Papier Tigre - Recreation Troisième album pour les Nantais de Papier Tigre. Et le moins que l'on puisse dire c'est que la formule fonctionne à plein sur ce Recreation, chantre d'une mécanique math, power pop à l'énergie créatrice. On les avait quittés avec "l'infant" noisy The beginning and end of now qui révélait la puissance d'un trio technique, on retrouve ici une œuvre aiguisée, fruit d'une production plus propre et d'un travail mélodique mis en avant.

On attaque par le single "Home Truth", puissant, qui, parfois impatient, semble brûler un peu les étapes, pressé d'en découdre d'une certaine manière.

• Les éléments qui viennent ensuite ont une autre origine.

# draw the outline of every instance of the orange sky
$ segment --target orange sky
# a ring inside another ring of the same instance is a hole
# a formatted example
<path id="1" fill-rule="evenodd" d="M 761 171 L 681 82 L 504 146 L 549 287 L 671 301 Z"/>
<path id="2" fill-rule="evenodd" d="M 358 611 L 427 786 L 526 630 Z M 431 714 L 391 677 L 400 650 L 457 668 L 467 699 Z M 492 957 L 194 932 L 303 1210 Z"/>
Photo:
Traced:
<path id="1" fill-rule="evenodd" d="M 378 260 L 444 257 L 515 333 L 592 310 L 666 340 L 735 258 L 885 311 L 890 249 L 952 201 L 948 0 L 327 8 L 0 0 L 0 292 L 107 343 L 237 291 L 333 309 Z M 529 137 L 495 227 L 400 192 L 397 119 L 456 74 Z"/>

Si le pont laisse présager une ouverture vers un temps, un rythme plus aérien, bien rapidement la ferveur du trio reprend le dessus. "This and that and more of this and that" se construit autour d'un riff semblable à une ritournelle écourtée, empêchée. On retient l'énergie d'un morceau aux couleurs presque exotiques par endroits, en tous cas résolument optimistes. "Demands" et dans une moindre mesure "Parent neighbours" empruntent ces mêmes sentiers, tout juste défrichés, avec finesse.

"The later reply" s'ouvre sur une embardée sourde, très Battles. Proche dans sa construction des productions de 31 Knots, le morceau se compose de trois chapitres bien distincts, comme de longues tirades sous forme d'extasiants. La guitare en son clair laisse échapper des trilles salvatrices. Et ce chant incantatoire : If I'm going somewhere would this be better ?!... qui s'achève dans un brasier sonore abrupte. Cette piste figure comme la forme aboutie de la brouillonne "I'm someone who dies".

Et on en vient au deux sommets de cet album : "Chimera" et "Afternoons".
La première laisse éclater le talent de composition de groupe, sans jamais toutefois abandonner la puissance qui en fait la marque de fabrique. Accords augmentés en son clair, croisés guitares-voix et un thème d'une précision éclatante, comme des notes suspendues, dont au hasard, quelque-unes auraient été passées sous silence. La seconde se dévoile dans une introduction parfaite. La deuxième guitare rentre, d'abord discrète, avant de sonner la charge. Le chant n'est pas forcé, coïncide avec des contre-chants inédits. Le refrain explose dans une saillie enragée très Deftones.

"Wandering cage" clôture l'album avec ses mimiques guitare-voix confondantes "get up and go... " dans une libre improvisation aux teintes finalement plutôt sombres, qui laisse penser à un Blues-calypso des temps modernes. Certainement un des meilleurs albums de 2012 en rock français, exigeant et devrait-on presque s'excuser "créatif", signé d'un groupe qui allie désormais parfaitement le style et la puissance.